The complete classification of unital graph $C^*$-algebras: Geometric and strong

TL;DR

This paper provides a complete geometric classification of unital graph $C^*$-algebras, showing Morita equivalence is characterized by filtered $K$-theory and realized through graph moves, making the classification decidable.

Contribution

It introduces new graph moves that, combined with existing invariants, fully classify unital graph $C^*$-algebras up to Morita equivalence.

Findings

Morita equivalence is determined by ordered, filtered $K$-theory.

New graph moves leave the algebra invariant and complete the classification.

Every $K$-theory isomorphism lifts to a $*$-isomorphism of the algebras.

Abstract

We provide a complete classification of the class of unital graph $C^*$-algebras - prominently containing the full family of Cuntz-Krieger algebras - showing that Morita equivalence in this case is determined by ordered, filtered $K$-theory.
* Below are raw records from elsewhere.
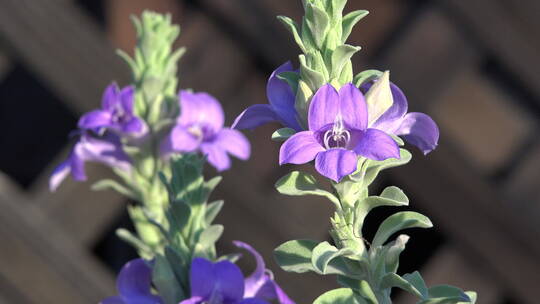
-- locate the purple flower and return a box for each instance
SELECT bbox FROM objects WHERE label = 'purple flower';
[232,62,302,131]
[233,241,294,304]
[79,83,147,136]
[361,76,439,154]
[279,83,399,182]
[180,241,294,304]
[49,131,131,192]
[161,91,251,171]
[100,259,163,304]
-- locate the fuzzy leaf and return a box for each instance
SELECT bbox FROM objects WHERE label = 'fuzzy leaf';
[313,288,367,304]
[372,211,433,247]
[272,128,296,142]
[275,171,339,205]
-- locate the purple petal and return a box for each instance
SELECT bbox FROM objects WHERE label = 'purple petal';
[214,261,244,303]
[179,297,204,304]
[266,62,301,131]
[214,128,251,160]
[78,110,112,129]
[371,83,408,134]
[49,159,71,192]
[231,104,279,130]
[201,142,231,172]
[279,131,324,165]
[339,83,368,130]
[118,86,135,115]
[233,241,270,297]
[168,125,201,152]
[101,82,119,112]
[238,298,270,304]
[116,259,152,299]
[308,84,339,131]
[179,91,224,132]
[99,297,124,304]
[395,112,439,154]
[315,148,358,182]
[354,129,400,160]
[187,258,216,303]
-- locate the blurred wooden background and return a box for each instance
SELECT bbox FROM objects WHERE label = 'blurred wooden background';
[0,0,540,304]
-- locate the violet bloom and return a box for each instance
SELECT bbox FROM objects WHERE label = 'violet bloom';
[100,259,163,304]
[79,83,147,136]
[49,132,131,192]
[279,83,399,182]
[361,74,439,154]
[180,242,294,304]
[162,91,251,171]
[232,62,302,131]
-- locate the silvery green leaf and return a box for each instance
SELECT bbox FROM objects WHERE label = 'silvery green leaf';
[341,10,369,43]
[330,44,360,78]
[152,254,186,304]
[274,240,319,273]
[204,200,224,225]
[92,179,138,200]
[353,70,383,88]
[277,71,300,94]
[354,186,409,235]
[311,242,354,274]
[313,288,367,304]
[277,16,307,53]
[380,272,428,299]
[275,171,339,205]
[305,3,330,49]
[272,128,296,142]
[372,211,433,247]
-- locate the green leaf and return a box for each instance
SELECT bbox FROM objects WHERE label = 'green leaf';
[354,186,409,235]
[313,288,367,304]
[272,128,296,142]
[330,44,360,78]
[274,240,318,273]
[152,254,186,304]
[353,70,383,88]
[275,171,339,206]
[380,272,427,299]
[92,179,139,200]
[277,16,307,53]
[372,211,433,247]
[311,242,354,274]
[305,3,330,49]
[341,10,369,43]
[204,200,224,225]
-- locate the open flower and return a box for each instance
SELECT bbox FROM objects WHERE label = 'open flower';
[161,91,251,171]
[100,259,163,304]
[49,131,131,192]
[79,83,147,136]
[232,62,302,131]
[279,83,399,182]
[361,72,439,154]
[180,241,294,304]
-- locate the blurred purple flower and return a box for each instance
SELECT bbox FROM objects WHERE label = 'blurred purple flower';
[100,259,163,304]
[180,242,294,304]
[232,62,302,131]
[49,131,131,192]
[279,83,400,182]
[79,83,147,136]
[361,82,439,154]
[161,91,251,171]
[233,241,294,304]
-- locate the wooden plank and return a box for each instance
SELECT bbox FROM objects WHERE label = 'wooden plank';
[396,243,505,304]
[430,68,535,175]
[442,0,540,102]
[0,176,115,303]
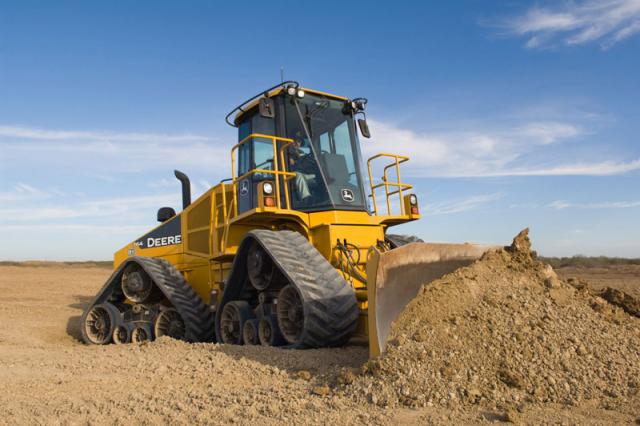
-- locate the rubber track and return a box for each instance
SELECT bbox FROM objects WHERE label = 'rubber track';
[216,230,359,348]
[81,256,214,343]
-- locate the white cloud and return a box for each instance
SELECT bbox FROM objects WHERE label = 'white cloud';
[0,183,49,202]
[500,0,640,49]
[0,125,211,142]
[459,159,640,177]
[427,193,504,216]
[548,200,640,210]
[363,120,640,181]
[0,193,180,224]
[0,125,231,181]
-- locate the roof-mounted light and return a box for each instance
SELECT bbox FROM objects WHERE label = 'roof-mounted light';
[287,86,297,96]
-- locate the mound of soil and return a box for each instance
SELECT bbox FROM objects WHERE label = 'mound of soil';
[342,230,640,411]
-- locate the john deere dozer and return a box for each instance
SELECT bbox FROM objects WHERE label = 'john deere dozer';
[82,81,483,356]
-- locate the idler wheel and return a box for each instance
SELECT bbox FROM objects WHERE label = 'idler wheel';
[153,308,186,340]
[113,325,131,345]
[131,324,153,343]
[242,319,260,345]
[247,242,276,291]
[84,302,120,345]
[258,315,285,346]
[277,284,304,344]
[220,300,252,345]
[121,264,156,303]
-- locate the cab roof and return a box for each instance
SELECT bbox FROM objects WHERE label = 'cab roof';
[225,81,348,127]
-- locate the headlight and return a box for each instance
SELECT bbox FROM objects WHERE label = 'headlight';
[262,182,273,195]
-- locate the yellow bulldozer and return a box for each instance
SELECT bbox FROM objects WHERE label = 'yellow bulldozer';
[81,81,483,356]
The classification result is geometric in the sense that it establishes that any Morita equivalence between $C^*(E)$ and $C^*(F)$ in this class can be realized by a sequence of moves leading from $E$ to $F$, in a way resembling the role of Reidemeister moves on knots. As a key ingredient, we introduce a new class of such moves, establish that they leave the graph algebras invariant, and prove that after this augmentation, the list of moves becomes complete in the sense described above. Along the way, we prove that every ordered, reduced filtered $K$-theory isomorphism can be lifted to an isomorphism between the stabilized $C^*$-algebras - and, as a consequence, that every ordered, reduced filtered $K$-theory isomorphism preserving the class of the unit comes from a $*$-isomorphism between the unital graph $C^*$-algebras themselves. It follows that the question of Morita equivalence amongst unital graph $C^*$-algebras is a decidable one. As immediate examples of applications of our results we revisit the classification problem for quantum lens spaces and verify, in the unital case, the Abrams-Tomforde conjectures.